Parfois, le hasard fait bien les choses. D'autres fois, on ne peut rien contre certaines lois des séries que la destinée vous impose.
Je viens des regrets, je vais vers le rêve et je suis là par hasard.
Ce type-là, quand il se mettait à jouer, même le silence se devait de l'écouter.
Il finit par s'asseoir sur le tabouret et joua quelques notes. Deux ou trois accords mineurs improvisés sur la trame mélancolique qu'il avait en lui et qu'il tissait de ses doigts fluides. Cela donnait des ouvrages d'une éphémère beauté, des tapis de notes destinées à émouvoir le silence puis à s'en aller flotter vers les nuées.
Voilà ce que jouait Amazone Steinway. Pas seulement de la musique. Ce qu'il avait dans le cœur s'exprimait là, au moyen des quatre-vingt-quatre touches noires et blanches du clavier.
Je viens des regrets, je vais vers le rêve et je suis là par hasard...
Le noir contre le blanc. Le jazz contre le silence. La musique contre la vie.
Quelque chose de beau.
Juste pour commencer cette histoire.
C’était une nuit de pleine lune, avec une chaleur torride, des centaines de moustiques venus en cohortes des sources de Solimões et pas mal d’électricité dans l’air. Une nuit à finir fin saoul, sans un sou, entre les cuisses d’une femme.
Amazone joua longuement et pas une fois il n'ouvrit les paupières. Ses mains papillonnaient, plaquant des accords parfaits sur le piano blanc, sans la moindre fausse note ni même l'ombre d'une hésitation, et pourtant il ne voyait pas ce qu'il faisait. Il sentait, c'était tout. Le Suisse n'en revenait pas. Il venait de comprendre que la musique, lorsqu'elle est jouée parfaitement, n'a pas besoin de lumière. Comme l'Amazonie n'avait aucun besoin des hommes, pas même de leur présence.

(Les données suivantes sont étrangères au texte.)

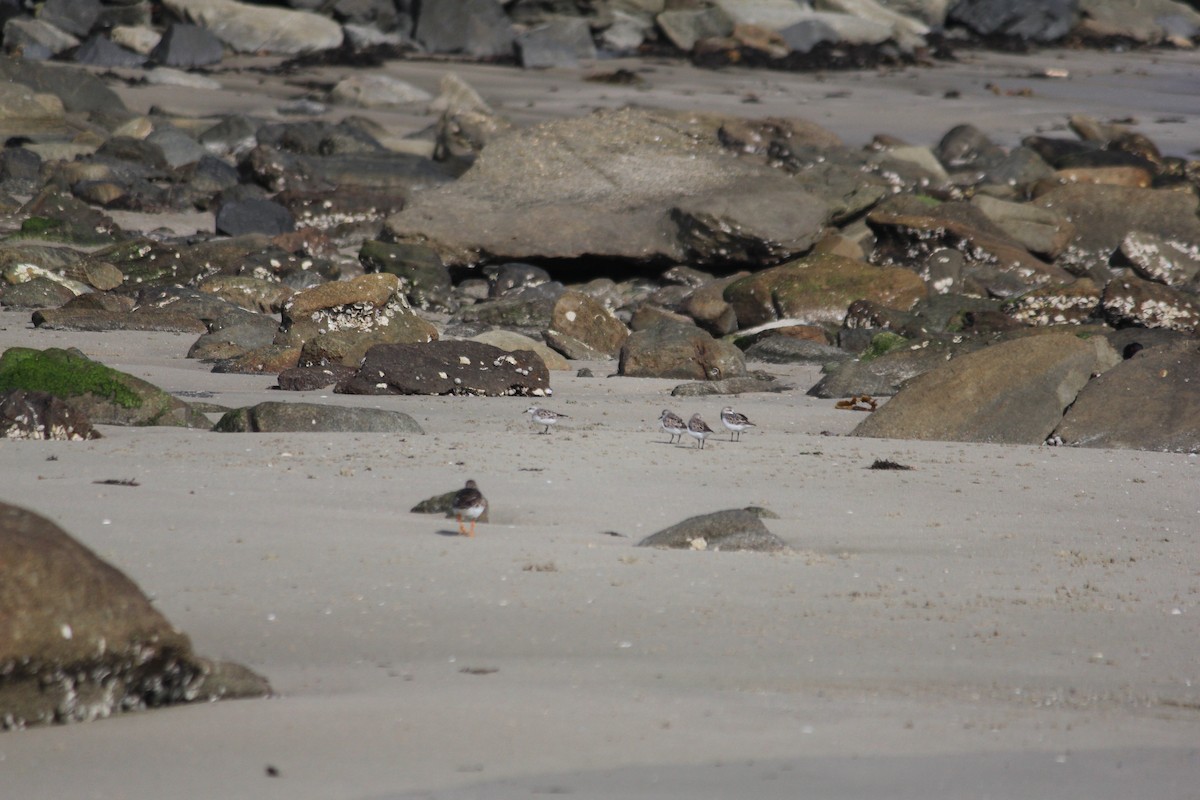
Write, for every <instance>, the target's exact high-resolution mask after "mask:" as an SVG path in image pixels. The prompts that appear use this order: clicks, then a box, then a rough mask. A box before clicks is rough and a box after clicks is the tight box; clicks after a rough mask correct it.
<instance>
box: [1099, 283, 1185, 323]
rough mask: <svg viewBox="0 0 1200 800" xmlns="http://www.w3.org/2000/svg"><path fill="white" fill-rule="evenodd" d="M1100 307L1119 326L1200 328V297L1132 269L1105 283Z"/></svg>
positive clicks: (1109, 319)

La beauté se suffit à elle-même.
Albert Cerveza Amrein était un Suisse échoué en Amazonie suite à un concours de circonstances aussi inexplicable que fortuit, et qui, pour tromper son ennui, occupait la fonction de barman. Il était sans doute le seul à Esmeralda à savoir comment fabriquer de la bière et à posséder l’art et la manière d’en boire plus de dix litres sans tomber ivre mort, ce qui lui conférait une aura prestigieuse et lui donnait un pouvoir incommensurable sur le tas d’ivrognes qui avaient leurs habitudes à la taverne.
Il était là, son chagrin, dans la musique prodigieuse du piano blanc, dans les accroche-cœurs de ses notes syncopées dans le tempo.
C'était quelque chose qui coulait de lui comme un torrent de larmes et qui avait la simple particularité de ne pas se déverser de ses yeux mais de ses doigts, sur ce clavier étrange et beau, comme fait d'un bois de chagrins et d'un ivoire de souvenirs.